Latham has a long history with Carlyle. Among the recent transactions on which it has advised the private equity firm: last October's $3.9 billion transaction of telecommunications equipment maker CommScope. As we have noted in the past, Jeffrey Ferguson, managing director and general counsel at Carlyle, is a former Latham associate.
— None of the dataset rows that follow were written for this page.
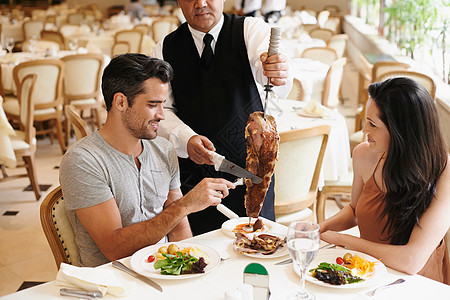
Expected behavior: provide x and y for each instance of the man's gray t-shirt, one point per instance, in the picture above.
(92, 172)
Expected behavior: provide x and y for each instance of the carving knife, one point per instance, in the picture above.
(121, 266)
(224, 165)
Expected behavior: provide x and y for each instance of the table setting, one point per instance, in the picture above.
(227, 273)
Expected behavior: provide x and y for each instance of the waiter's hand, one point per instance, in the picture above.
(275, 67)
(198, 149)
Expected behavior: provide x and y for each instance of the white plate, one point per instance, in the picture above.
(228, 226)
(281, 251)
(329, 256)
(139, 262)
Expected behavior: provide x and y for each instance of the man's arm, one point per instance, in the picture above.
(103, 221)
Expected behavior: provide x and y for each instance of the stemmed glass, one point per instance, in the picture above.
(303, 241)
(9, 44)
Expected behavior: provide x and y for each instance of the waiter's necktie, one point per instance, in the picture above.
(207, 54)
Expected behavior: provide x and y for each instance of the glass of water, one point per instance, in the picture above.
(303, 241)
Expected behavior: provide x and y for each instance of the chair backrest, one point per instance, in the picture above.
(334, 24)
(381, 67)
(79, 125)
(297, 92)
(54, 36)
(162, 27)
(423, 79)
(133, 37)
(326, 55)
(26, 112)
(321, 33)
(75, 18)
(48, 88)
(144, 28)
(40, 45)
(32, 28)
(82, 76)
(57, 229)
(120, 48)
(338, 42)
(298, 168)
(332, 84)
(322, 17)
(69, 29)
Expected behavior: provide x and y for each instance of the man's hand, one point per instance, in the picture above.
(275, 67)
(209, 191)
(198, 149)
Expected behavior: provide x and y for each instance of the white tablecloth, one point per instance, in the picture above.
(7, 155)
(312, 74)
(294, 47)
(229, 274)
(337, 158)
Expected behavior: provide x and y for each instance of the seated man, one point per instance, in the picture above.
(121, 184)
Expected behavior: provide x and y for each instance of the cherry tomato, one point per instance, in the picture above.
(339, 260)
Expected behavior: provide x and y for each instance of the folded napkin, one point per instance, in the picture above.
(314, 108)
(101, 279)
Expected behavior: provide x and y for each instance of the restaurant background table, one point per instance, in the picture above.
(312, 74)
(337, 158)
(229, 274)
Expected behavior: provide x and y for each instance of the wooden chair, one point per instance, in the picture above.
(297, 172)
(24, 140)
(332, 83)
(297, 92)
(80, 127)
(326, 55)
(163, 26)
(82, 76)
(32, 28)
(321, 33)
(48, 92)
(58, 230)
(54, 36)
(120, 48)
(144, 28)
(132, 37)
(339, 43)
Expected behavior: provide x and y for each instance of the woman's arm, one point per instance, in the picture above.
(409, 258)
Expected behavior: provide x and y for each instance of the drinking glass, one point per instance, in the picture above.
(9, 44)
(303, 241)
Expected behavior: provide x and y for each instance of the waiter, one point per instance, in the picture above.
(220, 66)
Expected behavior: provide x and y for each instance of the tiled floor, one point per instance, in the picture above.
(24, 253)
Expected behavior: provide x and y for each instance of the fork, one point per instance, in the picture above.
(372, 293)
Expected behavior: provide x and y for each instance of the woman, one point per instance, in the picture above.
(401, 185)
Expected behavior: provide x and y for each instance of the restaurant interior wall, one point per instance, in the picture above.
(316, 5)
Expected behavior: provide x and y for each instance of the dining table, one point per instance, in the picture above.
(226, 273)
(337, 158)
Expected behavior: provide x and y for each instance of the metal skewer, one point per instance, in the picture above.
(274, 44)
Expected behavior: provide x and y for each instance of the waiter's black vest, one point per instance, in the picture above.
(215, 103)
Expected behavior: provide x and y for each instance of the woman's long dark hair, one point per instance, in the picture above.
(417, 153)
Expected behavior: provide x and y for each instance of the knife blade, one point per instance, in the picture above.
(121, 266)
(224, 165)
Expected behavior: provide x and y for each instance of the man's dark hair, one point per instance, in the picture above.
(126, 74)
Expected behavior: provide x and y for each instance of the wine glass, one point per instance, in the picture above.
(9, 44)
(303, 241)
(73, 44)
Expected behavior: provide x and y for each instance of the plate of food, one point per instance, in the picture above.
(344, 269)
(260, 245)
(173, 261)
(232, 226)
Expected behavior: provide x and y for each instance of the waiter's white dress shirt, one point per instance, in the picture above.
(256, 37)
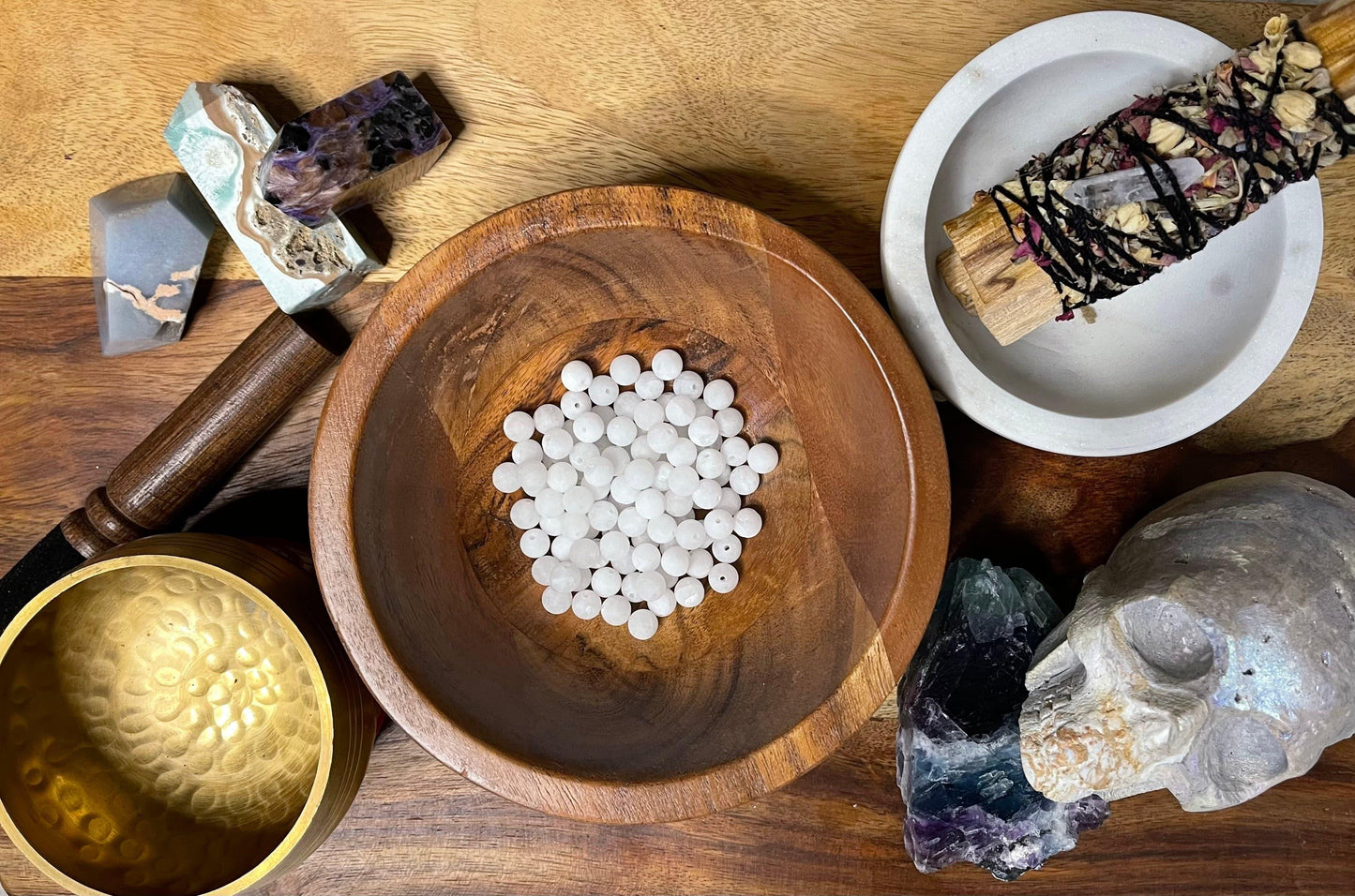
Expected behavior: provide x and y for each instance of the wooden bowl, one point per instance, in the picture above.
(420, 566)
(179, 719)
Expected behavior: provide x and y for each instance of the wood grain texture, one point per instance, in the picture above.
(416, 828)
(173, 470)
(791, 106)
(434, 600)
(794, 107)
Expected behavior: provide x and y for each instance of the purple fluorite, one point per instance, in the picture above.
(958, 742)
(354, 149)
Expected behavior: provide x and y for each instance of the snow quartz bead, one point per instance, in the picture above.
(634, 485)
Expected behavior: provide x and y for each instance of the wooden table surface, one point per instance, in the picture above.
(794, 106)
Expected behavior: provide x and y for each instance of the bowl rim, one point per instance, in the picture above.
(402, 311)
(324, 698)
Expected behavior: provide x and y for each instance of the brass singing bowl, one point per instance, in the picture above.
(178, 719)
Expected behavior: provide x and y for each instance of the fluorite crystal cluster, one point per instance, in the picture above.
(354, 149)
(958, 742)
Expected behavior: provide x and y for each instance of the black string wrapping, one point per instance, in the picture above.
(1089, 259)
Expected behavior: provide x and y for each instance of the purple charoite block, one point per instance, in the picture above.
(371, 141)
(958, 742)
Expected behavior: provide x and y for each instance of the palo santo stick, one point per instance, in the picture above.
(1013, 298)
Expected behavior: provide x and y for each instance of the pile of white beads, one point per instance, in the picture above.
(634, 493)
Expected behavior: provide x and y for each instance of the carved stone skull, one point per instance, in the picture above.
(1212, 655)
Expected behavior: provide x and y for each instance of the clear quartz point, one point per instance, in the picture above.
(1132, 185)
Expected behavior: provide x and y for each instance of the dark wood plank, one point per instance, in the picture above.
(416, 828)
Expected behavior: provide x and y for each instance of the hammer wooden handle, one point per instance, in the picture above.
(164, 478)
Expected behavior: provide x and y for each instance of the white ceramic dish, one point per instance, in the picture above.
(1162, 362)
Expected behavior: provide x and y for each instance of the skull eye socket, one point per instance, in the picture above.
(1168, 637)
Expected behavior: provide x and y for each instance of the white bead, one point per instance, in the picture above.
(676, 505)
(590, 428)
(648, 414)
(642, 624)
(730, 500)
(557, 444)
(576, 524)
(585, 554)
(661, 438)
(684, 454)
(548, 417)
(718, 524)
(718, 394)
(578, 500)
(527, 451)
(550, 503)
(645, 557)
(561, 477)
(560, 547)
(710, 463)
(542, 569)
(507, 478)
(688, 591)
(533, 477)
(691, 535)
(664, 604)
(667, 365)
(622, 430)
(648, 386)
(576, 375)
(615, 611)
(706, 494)
(661, 471)
(523, 514)
(581, 453)
(734, 451)
(722, 578)
(603, 390)
(703, 432)
(743, 479)
(618, 457)
(727, 550)
(603, 515)
(606, 581)
(587, 604)
(681, 411)
(763, 457)
(746, 523)
(640, 450)
(675, 560)
(661, 530)
(649, 502)
(597, 471)
(622, 491)
(519, 426)
(556, 601)
(630, 523)
(624, 368)
(614, 545)
(684, 481)
(573, 405)
(700, 563)
(640, 474)
(688, 383)
(534, 543)
(564, 576)
(649, 584)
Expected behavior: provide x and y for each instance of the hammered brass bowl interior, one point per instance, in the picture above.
(170, 728)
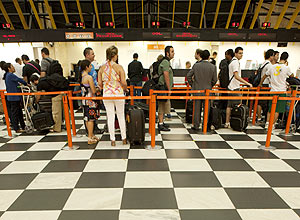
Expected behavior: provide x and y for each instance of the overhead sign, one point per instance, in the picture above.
(79, 35)
(232, 36)
(109, 35)
(262, 36)
(157, 35)
(186, 35)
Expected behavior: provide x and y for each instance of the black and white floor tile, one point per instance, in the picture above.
(221, 176)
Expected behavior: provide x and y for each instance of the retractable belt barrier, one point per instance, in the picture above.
(154, 96)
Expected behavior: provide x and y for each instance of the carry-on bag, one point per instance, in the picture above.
(42, 120)
(239, 117)
(135, 121)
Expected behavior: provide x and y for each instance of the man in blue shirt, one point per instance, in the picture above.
(14, 103)
(90, 55)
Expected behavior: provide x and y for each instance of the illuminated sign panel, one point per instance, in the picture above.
(186, 35)
(157, 35)
(79, 35)
(109, 35)
(232, 36)
(262, 36)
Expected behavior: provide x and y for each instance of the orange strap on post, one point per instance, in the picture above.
(271, 121)
(205, 120)
(67, 120)
(153, 114)
(72, 113)
(6, 113)
(150, 112)
(131, 94)
(289, 120)
(255, 107)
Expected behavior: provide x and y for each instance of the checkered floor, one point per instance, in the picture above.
(222, 176)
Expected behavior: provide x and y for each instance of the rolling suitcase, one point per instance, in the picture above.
(189, 112)
(42, 120)
(239, 117)
(135, 121)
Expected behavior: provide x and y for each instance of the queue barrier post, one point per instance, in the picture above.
(205, 120)
(131, 94)
(72, 113)
(255, 107)
(6, 114)
(68, 126)
(267, 146)
(289, 120)
(152, 112)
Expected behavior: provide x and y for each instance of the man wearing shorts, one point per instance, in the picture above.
(278, 75)
(165, 81)
(235, 78)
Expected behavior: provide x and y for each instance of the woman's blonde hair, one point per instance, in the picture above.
(111, 52)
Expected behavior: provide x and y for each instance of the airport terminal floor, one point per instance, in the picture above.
(221, 176)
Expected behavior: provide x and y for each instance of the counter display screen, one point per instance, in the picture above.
(186, 35)
(232, 36)
(108, 35)
(10, 37)
(262, 36)
(157, 35)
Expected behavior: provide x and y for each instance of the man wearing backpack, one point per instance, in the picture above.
(278, 74)
(265, 67)
(235, 79)
(202, 76)
(165, 82)
(46, 62)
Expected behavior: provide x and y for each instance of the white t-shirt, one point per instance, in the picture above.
(234, 66)
(19, 69)
(2, 82)
(278, 74)
(266, 69)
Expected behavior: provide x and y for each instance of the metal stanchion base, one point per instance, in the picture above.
(263, 147)
(10, 137)
(286, 135)
(67, 148)
(156, 147)
(78, 136)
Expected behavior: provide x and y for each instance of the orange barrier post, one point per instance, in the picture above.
(250, 108)
(255, 107)
(151, 120)
(289, 120)
(271, 122)
(131, 94)
(205, 120)
(6, 113)
(67, 119)
(72, 113)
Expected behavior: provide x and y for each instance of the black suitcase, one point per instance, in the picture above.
(135, 121)
(144, 107)
(239, 117)
(215, 117)
(42, 120)
(189, 112)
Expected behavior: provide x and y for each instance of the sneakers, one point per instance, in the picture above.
(227, 125)
(161, 127)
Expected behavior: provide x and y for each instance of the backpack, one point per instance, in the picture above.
(54, 65)
(224, 76)
(257, 77)
(56, 82)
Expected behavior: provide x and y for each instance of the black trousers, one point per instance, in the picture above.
(15, 114)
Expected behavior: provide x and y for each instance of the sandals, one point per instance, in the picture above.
(92, 141)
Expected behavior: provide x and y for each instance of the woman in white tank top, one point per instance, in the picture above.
(111, 79)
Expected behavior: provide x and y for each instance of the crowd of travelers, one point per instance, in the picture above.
(110, 81)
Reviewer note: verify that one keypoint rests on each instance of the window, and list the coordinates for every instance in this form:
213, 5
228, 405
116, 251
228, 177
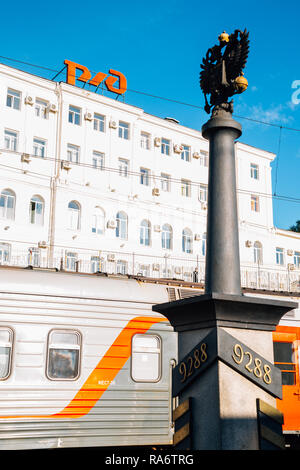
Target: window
187, 241
123, 167
74, 215
203, 158
186, 153
63, 355
98, 221
167, 237
145, 140
255, 203
123, 130
146, 358
33, 256
279, 256
297, 259
74, 115
7, 204
98, 160
257, 252
144, 176
13, 99
71, 261
6, 345
95, 264
36, 210
145, 233
185, 188
284, 359
99, 122
40, 109
165, 182
122, 222
73, 152
202, 193
39, 147
254, 171
11, 140
165, 146
4, 253
121, 267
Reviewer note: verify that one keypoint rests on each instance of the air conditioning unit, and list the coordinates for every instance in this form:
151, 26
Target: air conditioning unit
52, 108
88, 116
111, 224
65, 165
29, 100
113, 125
178, 148
25, 157
42, 244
Simpson Thacher, meanwhile, is acting as counsel to Hellman & Friedman on the PPD deal, wtih M&A partner Chad Skinner leading the team's firm on the matter. Skinner is joined by executive compensation partner Tristan Brown and tax partner Steven Todrys. Hellman & Friedman frequently turns to Simpson Thacher for dealwork and tapped the firm for several big deals this year, including the sale of its stake in medical-billing services company Emdeon to Blackstone as part of a $3 billion deal in August.

Covington did not immediately identify its lawyers on the deal.

Raleigh firm Wyrick Robbins Yates & Ponton is advising PPD on the transaction, along with Skadden, Arps, Slate, Meagher & Flom. Wyrick—which also led on the 2010 spin-off of PPD's drug development unit, Furiex Pharmaceuticals—is led on this deal by M&A partners Donald Reynolds and James Cobb.

Skadden's team includes M&A partner Ann Beth Stebbins, corporate and securities litigation partner Edward Welch, and international antitrust partner Frederic Depoortere.

B. Judd Hartman serves as PPD's general counsel.

The transaction is subject to the customary shareholder and regulatory approvals, and is expected to close in the fourth quarter.

In a separate health industry deal announced Monday, Latham advised Atrium Medical on its $680 million sale to Swedish medical technology giant Getinge Group and that company's subsidiary, Maquet Cardiovascular. Getinge is acquiring the Hudson, New Hampshire-based medical device technology company in a move to expand its offerings in the cardiovascular market. Atrium makes products for the treatment of coronary and vascular disease, chest trauma, and hernia.

The Atrium Medical deal is also expected to close in the fourth quarter of 2011, subject to regulatory approval. Getinge said in an announcement that, despite roughly $14 million in costs related to the transaction and restructuring, the transaction should contribute to the company's earnings per share in 2012 to some degree.

Latham's team on the Atrium Medical deal is led by corporate partners Charles Ruck, Johan Brigham, and counsel Julie Scallen. Also advising: tax partner Samuel Wiener, employment partners James Barrall and Linda Inscoe, antitrust partners Joshua Holian and Karen Silverman, and regulatory partner John Manthei.